More Than Friends (Friends, #2)(76)



I pin her against the wall with just my body and unleash my everything on her. We kiss like we never plan on coming up for air, and my hands wander. Search and explore. Reacquainting myself with her body. This body that feels like it belongs to me.

Only one word pounds through my head, throbs with my heart.

Mine. Mine. Mine. Mine.

She’s mine.

And I’m never going to let her forget it.





It’s both a relief and pure torture, being in Jordan’s arms again. My back is against the door, his hard body pressed to mine, my legs wound around his hips. We kiss and kiss, and sometimes it feels like a battle. Like he’s trying to conquer me. But then the kiss softens, his lips lingering on mine, his tongue doing an achingly slow sweep...

I don’t ever want this to stop. But it has to. And when it stops, the pain will come again.

Just like before.

I break away from his lips first and he tries to kiss me again, but I turn my head away. “We can’t keep doing this.”

He touches my cheek, forces me to look at him once more. “Yeah, we can.”

His mouth settles on mine gently. Slowly he works his magic, his lips and tongue persuasive, until I’m a moaning, writhing mass of hormones. He rocks against me and I can feel him, hard and long and rubbing me in just the right spot. Our bodies fit perfectly; our mouths fit perfectly too. But we aren’t perfect. We are far from it.

How could something that feels this good end up hurting us so bad?

“Jordan.” I whisper his name against his lips, but he ignores me. I say it again, shoving at his shoulders, and finally he withdraws, his expression wondrous, a little dazed.

“What?”

“Put me down.” My voice is firm. My emotions are everywhere, but I need to keep it together. Remain strong. Remain in control.

He does as I ask, setting me on my feet, and I stare at his chest, see the tear stains soaked through his T-shirt. I release a shuddery breath and lift my gaze to his.

“We can’t keep doing this,” I repeat.

Jordan frowns. “Doing what?”

“Kissing each other. Ignoring each other. Arguing with each other. You can’t have it both ways, Jordan.”

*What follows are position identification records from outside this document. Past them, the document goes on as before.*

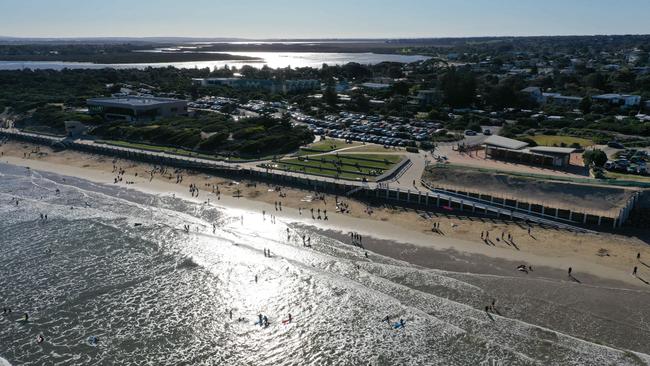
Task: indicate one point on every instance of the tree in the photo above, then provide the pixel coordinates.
(458, 88)
(329, 96)
(585, 105)
(594, 157)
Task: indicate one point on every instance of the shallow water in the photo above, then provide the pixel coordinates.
(270, 59)
(155, 294)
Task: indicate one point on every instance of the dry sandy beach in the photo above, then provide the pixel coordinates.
(604, 255)
(602, 300)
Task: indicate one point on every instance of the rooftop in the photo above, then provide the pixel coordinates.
(552, 150)
(504, 142)
(133, 101)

His frown deepens, but he remains quiet.

“I need to know.” I take a deep breath and exhale loudly, trying to calm my tumultuous emotions, but it’s impossible. “How you feel. If you’re serious about this—about us. About me.”

His silence feels like an answer, and I tilt my head to the side, so very weary of the constant game playing. “Just let me out of here. Please.”

“I want to be,” he whispers, and I step back, confused.

“You want to be what?”

“Serious. About this. About us. About you.” He hesitates. “But I don’t know how.”

I shake my head. “That sounds like such a bullshit answer—”

He cuts me off. “It’s not. I don’t know how to be real with you. I don’t know how to be real with anyone. How to share myself with someone, how to show someone I—I care. I just can’t do it.”

His words make me hurt for him, but this isn’t my fault. I refuse to feel guilty for his past, for his lack of emotion. “I can’t be with someone who won’t tell me how he feels,” I whisper.

Again, his answer is silence.

He’s killing me.

“If you don’t know how to share yourself with me, then I don’t think this is ever going to work. I need you to trust me, Jordan,” I say quietly, speaking to my feet. I don’t want to look at him anymore.

I can’t.

“I don’t know how.” His words sound like an excuse.

And I’m done with excuses.

He shifts away from the door and opens it, silent permission for me to leave. So I take it, bolting out of that bathroom so fast, I practically trip over my own feet. I stagger down the short hall, end up in the kitchen, which is crawling with all sorts of people. I see Ryan sitting on a chair in the breakfast nook and Livvy is perched on his lap. They look cozy, like a real couple, and I’m taken over by a sudden wave of envy.

I wish I was sitting on Jordan’s lap, talking and flirting and letting everyone in the whole damn school know that we’re together.

But it will never be that easy with him. And while I’m all for fighting for love and that kind of stuff, it’s hard when the one that I want doesn’t seem to know what he wants.

It feels like I’m fighting a losing battle.

“Amanda! Come here!” Livvy waves me over, and I go to her and Ryan. “Eli is telling everyone you kissed him,” she says when I reach them.

Oh, God. I completely forgot what we did—or more like what we didn’t do. What does that say about me? I go from almost kissing one boy to actually kissing another in a matter of minutes. But that last boy, I care about. A lot. “Um, well. We didn’t.”

“So he’s lying,” Livvy says, sounding pissed.

“No, not exactly. We—sort of kissed.” That’s a nice way to put it, though why I’m trying to make it seem like more, I don’t know.

Livvy’s jaw drops open. And so does Ryan’s. “Seriously?” she squeaks.

“So he didn’t lie,” Ryan mutters, looking shocked.